Mutts Matter Rescue regularly takes in puppy mill survivors, and recently played a key role in helping shut down a breeding facility in Page County, Virginia, less than two hours away from Washington D.C. We were informed about some dogs in need by a concerned citizen, and took several of them into the rescue. Because they were in such bad shape and so clearly abused, these pups’ stories would eventually be used as evidence in the effort to force the breeder to shut down.

 

These dogs were suffering from years of neglect; their bodies were covered in fecal matter, and their fur was matted to the point that they had limited mobility. Their nails had grown into the bottoms of their paw pads, several had open wounds, and their muscles had atrophied from never leaving their cages. They were terrified of human touch, and clearly in a lot of pain. Mutts Matter worked with our veterinary partner to treat these sweet dogs, and document the severity of their condition and the botched medical procedures that had been performed on them, likely by untrained individuals.

 

Mutts Matter partnered with Animal Rescue Corps (ARC), a non-profit animal protection organization that works with law enforcement to target industries that profit from animal cruelty by exposing them and shutting them down.
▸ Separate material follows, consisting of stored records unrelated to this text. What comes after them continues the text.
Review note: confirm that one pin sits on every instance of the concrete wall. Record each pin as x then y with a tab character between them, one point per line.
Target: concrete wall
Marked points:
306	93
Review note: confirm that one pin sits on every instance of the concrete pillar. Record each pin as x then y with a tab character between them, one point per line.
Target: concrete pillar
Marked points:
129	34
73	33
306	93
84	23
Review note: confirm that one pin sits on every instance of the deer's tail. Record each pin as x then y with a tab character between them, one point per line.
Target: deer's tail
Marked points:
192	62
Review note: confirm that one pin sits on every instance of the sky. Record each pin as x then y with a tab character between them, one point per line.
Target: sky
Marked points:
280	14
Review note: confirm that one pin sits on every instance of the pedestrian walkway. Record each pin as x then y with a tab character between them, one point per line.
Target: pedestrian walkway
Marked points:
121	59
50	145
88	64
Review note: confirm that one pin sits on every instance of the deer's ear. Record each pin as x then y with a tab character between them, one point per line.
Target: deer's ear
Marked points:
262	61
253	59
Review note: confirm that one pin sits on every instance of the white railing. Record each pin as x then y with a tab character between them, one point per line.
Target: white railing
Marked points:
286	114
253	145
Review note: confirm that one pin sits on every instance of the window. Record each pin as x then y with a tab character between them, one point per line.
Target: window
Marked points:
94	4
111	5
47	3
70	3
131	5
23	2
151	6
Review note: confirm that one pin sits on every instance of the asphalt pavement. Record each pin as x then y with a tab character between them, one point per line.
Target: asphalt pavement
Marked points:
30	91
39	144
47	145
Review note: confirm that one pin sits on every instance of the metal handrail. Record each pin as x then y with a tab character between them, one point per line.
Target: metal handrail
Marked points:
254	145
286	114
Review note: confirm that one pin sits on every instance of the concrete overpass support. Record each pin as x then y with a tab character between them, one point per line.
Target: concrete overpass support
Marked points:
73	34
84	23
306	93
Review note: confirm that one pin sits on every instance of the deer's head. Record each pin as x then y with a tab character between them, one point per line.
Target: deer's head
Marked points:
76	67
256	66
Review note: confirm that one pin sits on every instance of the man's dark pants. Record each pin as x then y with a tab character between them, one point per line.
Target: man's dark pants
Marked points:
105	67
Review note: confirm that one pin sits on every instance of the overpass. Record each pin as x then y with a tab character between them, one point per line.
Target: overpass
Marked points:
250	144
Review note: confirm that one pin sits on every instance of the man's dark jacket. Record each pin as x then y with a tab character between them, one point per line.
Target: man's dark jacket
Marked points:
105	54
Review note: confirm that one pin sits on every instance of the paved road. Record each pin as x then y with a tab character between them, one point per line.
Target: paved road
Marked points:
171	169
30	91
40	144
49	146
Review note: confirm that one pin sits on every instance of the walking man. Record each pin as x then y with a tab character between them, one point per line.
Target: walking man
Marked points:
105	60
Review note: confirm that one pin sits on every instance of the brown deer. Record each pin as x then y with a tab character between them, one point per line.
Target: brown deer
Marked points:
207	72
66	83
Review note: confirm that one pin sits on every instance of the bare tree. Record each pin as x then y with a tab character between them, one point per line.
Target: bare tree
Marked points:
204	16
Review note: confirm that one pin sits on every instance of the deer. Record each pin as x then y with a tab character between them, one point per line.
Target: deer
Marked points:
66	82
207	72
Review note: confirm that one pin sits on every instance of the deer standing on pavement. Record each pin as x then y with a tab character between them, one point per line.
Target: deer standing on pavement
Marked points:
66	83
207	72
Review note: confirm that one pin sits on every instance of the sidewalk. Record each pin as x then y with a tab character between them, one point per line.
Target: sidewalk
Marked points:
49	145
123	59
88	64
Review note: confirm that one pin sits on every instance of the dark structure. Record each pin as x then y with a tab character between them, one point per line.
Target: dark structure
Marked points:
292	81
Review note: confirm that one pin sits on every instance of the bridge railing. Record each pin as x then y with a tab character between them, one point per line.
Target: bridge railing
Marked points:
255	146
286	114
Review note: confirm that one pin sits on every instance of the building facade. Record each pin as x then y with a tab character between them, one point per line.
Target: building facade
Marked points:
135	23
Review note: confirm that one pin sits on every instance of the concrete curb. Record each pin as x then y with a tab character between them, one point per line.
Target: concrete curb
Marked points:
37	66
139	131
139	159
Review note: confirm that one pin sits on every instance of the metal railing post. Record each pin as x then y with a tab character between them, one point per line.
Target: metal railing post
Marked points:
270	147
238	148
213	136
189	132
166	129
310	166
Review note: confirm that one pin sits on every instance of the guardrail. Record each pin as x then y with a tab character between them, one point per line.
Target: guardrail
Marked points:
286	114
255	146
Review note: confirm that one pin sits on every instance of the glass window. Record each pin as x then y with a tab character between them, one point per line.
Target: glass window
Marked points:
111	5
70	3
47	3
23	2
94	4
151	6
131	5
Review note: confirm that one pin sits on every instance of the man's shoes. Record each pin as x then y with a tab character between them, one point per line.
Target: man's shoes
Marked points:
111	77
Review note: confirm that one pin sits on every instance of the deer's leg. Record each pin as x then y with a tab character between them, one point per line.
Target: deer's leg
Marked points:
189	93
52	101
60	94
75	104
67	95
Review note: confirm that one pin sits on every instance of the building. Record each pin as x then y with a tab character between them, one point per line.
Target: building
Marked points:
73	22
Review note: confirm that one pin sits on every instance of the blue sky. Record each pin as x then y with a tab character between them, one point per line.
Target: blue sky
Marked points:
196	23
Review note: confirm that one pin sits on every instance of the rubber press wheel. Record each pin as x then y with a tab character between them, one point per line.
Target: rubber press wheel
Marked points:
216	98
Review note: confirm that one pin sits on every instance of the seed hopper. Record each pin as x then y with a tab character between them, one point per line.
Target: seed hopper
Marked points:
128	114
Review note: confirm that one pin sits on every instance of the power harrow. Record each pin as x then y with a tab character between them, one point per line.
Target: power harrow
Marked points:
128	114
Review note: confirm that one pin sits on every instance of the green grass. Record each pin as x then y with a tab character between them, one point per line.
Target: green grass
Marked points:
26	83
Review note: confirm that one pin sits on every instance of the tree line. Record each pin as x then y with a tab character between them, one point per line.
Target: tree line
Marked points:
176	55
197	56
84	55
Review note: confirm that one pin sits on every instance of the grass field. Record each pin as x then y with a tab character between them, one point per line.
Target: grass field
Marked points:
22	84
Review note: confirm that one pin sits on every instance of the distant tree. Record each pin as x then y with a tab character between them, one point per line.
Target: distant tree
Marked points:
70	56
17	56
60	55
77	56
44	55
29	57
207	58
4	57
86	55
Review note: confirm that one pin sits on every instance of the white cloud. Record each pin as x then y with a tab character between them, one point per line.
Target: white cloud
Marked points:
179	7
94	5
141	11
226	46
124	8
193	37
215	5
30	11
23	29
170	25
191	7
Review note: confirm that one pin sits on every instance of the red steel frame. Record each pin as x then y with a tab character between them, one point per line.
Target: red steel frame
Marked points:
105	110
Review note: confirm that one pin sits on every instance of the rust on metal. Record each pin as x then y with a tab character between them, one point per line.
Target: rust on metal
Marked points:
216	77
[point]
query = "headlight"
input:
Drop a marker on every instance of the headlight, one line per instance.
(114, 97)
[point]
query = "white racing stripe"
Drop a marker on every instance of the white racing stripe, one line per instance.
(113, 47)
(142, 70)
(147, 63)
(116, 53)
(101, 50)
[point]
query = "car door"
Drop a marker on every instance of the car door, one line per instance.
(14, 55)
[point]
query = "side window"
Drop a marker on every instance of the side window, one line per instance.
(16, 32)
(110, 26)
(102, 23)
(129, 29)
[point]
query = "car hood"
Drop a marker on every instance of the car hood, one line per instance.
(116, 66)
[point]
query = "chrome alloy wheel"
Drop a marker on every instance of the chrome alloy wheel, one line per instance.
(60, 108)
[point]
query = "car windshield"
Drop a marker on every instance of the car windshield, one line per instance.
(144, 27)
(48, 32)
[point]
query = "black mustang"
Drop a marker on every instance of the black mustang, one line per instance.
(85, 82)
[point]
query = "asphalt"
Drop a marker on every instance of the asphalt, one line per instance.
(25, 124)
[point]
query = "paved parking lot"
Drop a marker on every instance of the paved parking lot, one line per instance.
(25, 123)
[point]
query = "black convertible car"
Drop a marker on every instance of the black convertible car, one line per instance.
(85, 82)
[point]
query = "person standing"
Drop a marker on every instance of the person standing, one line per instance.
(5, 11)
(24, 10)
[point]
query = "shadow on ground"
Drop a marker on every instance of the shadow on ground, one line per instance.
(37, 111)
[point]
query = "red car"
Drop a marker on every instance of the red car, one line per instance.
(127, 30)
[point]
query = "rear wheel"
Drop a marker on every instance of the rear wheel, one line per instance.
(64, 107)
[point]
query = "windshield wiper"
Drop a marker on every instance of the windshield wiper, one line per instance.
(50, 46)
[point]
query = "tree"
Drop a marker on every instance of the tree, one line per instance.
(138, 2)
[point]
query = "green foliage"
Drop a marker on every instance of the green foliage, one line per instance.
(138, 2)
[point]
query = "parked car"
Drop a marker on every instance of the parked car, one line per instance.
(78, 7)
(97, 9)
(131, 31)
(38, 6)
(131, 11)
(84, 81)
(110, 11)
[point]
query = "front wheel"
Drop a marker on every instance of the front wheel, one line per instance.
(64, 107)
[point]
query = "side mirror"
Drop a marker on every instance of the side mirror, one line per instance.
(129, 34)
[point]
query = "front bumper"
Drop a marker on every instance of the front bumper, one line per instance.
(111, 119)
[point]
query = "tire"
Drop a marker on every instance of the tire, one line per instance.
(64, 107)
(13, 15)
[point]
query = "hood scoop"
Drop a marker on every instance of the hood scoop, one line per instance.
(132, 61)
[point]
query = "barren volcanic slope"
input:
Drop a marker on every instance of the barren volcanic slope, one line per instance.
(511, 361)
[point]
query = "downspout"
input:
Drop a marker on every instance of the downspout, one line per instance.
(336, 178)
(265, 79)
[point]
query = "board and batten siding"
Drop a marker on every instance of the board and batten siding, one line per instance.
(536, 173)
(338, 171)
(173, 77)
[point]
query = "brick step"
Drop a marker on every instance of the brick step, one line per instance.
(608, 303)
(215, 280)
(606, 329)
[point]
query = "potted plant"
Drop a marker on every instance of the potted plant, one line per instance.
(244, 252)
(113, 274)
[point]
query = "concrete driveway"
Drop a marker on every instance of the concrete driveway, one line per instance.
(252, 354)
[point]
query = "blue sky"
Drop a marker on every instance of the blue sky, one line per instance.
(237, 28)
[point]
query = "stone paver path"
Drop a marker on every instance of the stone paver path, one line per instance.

ARC handles the investigation, retrieval, triage, and relocation of the animals, and then works with rescues like Mutts Matter who rehabilitate and find these pups safe, loving homes.

 

On July 3rd, 2014, ARC assisted the Page County Sheriff’s Office and Animal Control in the rescue of 132 dogs from the property. We’re happy to report that the operation was a success, and these deserving dogs are now in the hands of several local rescues, receiving the medical care they need and experiencing human kindness for the first time as they settle into their foster homes.

 

Mutts Matter took in 31 dogs from this Virginia puppy mill, and we are committed to rehabilitating and finding a great home for each one. As you can imagine, these dogs have not been properly cared for and need significant medical care and costly medications to nurse them back to health. If you would like to help, and have a few extra dollars to donate towards their care, we would appreciate any support you could offer.  We receive no money from ARC for the care and vetting of these dogs and are relying on the generous support of our community.

 

The great news is that these dogs are so incredibly resilient and will finally have the loving family and life they deserve. With a little help, love, and patience, these pups will be able to leave their past behind and become wonderful family pets. Our hope is that readers will share this story to help us spread the word, and that potential adopters will consider a dog who has been rescued from a puppy mill, because they are not broken, and can be just as loyal and loving as any other dog. It’s an enriching experience to help those in need, and that goes for our four-legged friends as well as our neighbors.